June 21, 2005--Kestenbaum & Company’s select auction of Superior Hebrew Printed Books From Two Distinguished Private Collections featured some of the very best Hebrew post-incunabula. The June 20th sale also offered fine selections of American Judaica.
An exceptionally rare Constantinople 1509 edition of Maimonides’ Mishneh Torah was highly sought after and brought in the highest price of the day at $148,240 against an estimate of $80,000-100,000. Top sellers also included a Constantinople 1540 edition of Jacob ben Asher’s Rabbinic Code in a grand contemporary binding which was bought for $64,900; a rare first edition of Maimonides’ fundamental Rabbinic text, Sepher HaMitzvoth (Book of Precepts), Constantinople, c. 1510, which garnered $56,050 against an estimate of $40,000-60,000; and Jonah ben Abraham Gerondi’s classic ethical treatise, Sha’arei Teshuvah, which realized $42,480 against an estimate of $25,000-30,000.

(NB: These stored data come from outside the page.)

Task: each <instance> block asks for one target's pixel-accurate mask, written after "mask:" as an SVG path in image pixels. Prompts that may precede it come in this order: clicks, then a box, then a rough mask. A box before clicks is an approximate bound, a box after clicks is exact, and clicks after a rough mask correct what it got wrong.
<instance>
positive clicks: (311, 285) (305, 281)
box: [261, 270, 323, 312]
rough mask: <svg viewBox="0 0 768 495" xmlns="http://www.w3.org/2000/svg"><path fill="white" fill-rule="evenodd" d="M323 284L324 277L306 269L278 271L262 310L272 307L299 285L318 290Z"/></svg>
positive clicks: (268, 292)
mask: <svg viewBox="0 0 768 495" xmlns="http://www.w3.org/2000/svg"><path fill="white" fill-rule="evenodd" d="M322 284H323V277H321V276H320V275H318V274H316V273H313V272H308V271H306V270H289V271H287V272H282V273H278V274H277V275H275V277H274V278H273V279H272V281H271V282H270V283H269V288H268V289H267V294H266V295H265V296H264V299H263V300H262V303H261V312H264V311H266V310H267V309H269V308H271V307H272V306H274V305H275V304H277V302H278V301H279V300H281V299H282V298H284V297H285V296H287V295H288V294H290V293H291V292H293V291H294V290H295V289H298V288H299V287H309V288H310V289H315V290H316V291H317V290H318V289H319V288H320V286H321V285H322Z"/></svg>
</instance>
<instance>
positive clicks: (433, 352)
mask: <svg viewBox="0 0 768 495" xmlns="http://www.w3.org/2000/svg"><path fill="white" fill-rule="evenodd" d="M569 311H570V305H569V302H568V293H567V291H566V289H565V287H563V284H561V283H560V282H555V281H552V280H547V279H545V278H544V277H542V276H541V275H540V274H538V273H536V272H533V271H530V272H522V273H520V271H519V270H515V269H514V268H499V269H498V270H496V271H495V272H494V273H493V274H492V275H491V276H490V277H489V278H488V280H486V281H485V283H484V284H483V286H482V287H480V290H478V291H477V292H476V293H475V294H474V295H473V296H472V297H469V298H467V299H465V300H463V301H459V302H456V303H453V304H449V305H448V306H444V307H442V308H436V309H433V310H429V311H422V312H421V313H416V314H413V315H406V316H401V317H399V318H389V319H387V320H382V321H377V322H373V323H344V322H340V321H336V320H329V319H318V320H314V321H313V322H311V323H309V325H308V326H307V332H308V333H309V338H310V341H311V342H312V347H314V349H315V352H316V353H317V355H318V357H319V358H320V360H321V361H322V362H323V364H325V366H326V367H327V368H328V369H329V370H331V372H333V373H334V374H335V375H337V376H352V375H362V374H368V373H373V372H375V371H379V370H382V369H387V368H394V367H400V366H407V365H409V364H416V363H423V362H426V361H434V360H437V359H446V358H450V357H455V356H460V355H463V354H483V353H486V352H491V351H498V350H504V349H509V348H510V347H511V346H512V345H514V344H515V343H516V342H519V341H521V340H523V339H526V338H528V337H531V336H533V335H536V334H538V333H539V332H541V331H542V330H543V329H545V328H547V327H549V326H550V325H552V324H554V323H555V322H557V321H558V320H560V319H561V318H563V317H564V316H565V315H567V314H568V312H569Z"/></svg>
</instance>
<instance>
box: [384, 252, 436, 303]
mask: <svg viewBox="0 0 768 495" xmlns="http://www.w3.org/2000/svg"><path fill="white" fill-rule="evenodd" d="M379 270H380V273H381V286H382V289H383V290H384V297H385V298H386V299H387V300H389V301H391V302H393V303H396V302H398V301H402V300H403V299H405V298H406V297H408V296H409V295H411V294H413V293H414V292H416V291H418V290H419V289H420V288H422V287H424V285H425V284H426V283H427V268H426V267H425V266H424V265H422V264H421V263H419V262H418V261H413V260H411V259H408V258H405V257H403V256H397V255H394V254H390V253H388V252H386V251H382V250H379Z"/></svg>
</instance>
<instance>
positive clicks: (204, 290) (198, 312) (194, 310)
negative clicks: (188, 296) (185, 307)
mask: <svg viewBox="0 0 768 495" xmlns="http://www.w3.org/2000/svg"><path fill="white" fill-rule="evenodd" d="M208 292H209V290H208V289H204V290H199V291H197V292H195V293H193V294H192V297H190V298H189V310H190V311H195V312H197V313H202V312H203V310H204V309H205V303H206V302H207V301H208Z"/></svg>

Also finding favor with buyers were a rare first edition of Nachmanides’ Hasagoth (Criticism of Maimonides’ earlier philosophical tract), Constantinople, 1510 which reached $41,300 against an estimate of $20,000-30,000; a magnificent Bomberg Venetian Bible, 1546-8, which sold for $31,860 against an estimate of $12,000-15,000; and a rare Venetian 1547 edition of Isaac ibn Sahula’s Meshal ha-Kadmoni, “the illustrated Hebrew book par excellence”, which brought in $29,500.
Further noteworthy results included a Mantua inaugural edition of the mystical Zohar, the most sacred and influential of all Kabbalistic works, in a three-volume set dated from 1558-60 which was purchased for $37,760; and the first Jerusalem edition of the Passover Hagadah, 1842, which realized $20,060 against an estimate of $8,000-10,000.
The American-Judaica section of the sale performed particularly well proving that it is reemerging as a popular area of collecting. Prime examples included Hayyim Isaac Carigal’s seminal Sermon Preached at the Synagogue in Newport, Rhode Island, 1773, which sold for $46,020 against an estimate of $25,000-30,000; a rare and complete ten-volume set of Isaac Leeser’s Discourses on the Jewish Religion, Philadelphia, 1866-67, which made $34,220 against an estimate of $10,000-15,000; and a fine, grandly bound first edition of the first Jewish translation of the Bible into English by Isaac Leeser, Philadelphia, 1853, which fetched $33,040 against an esitmate of $8,000-10,000.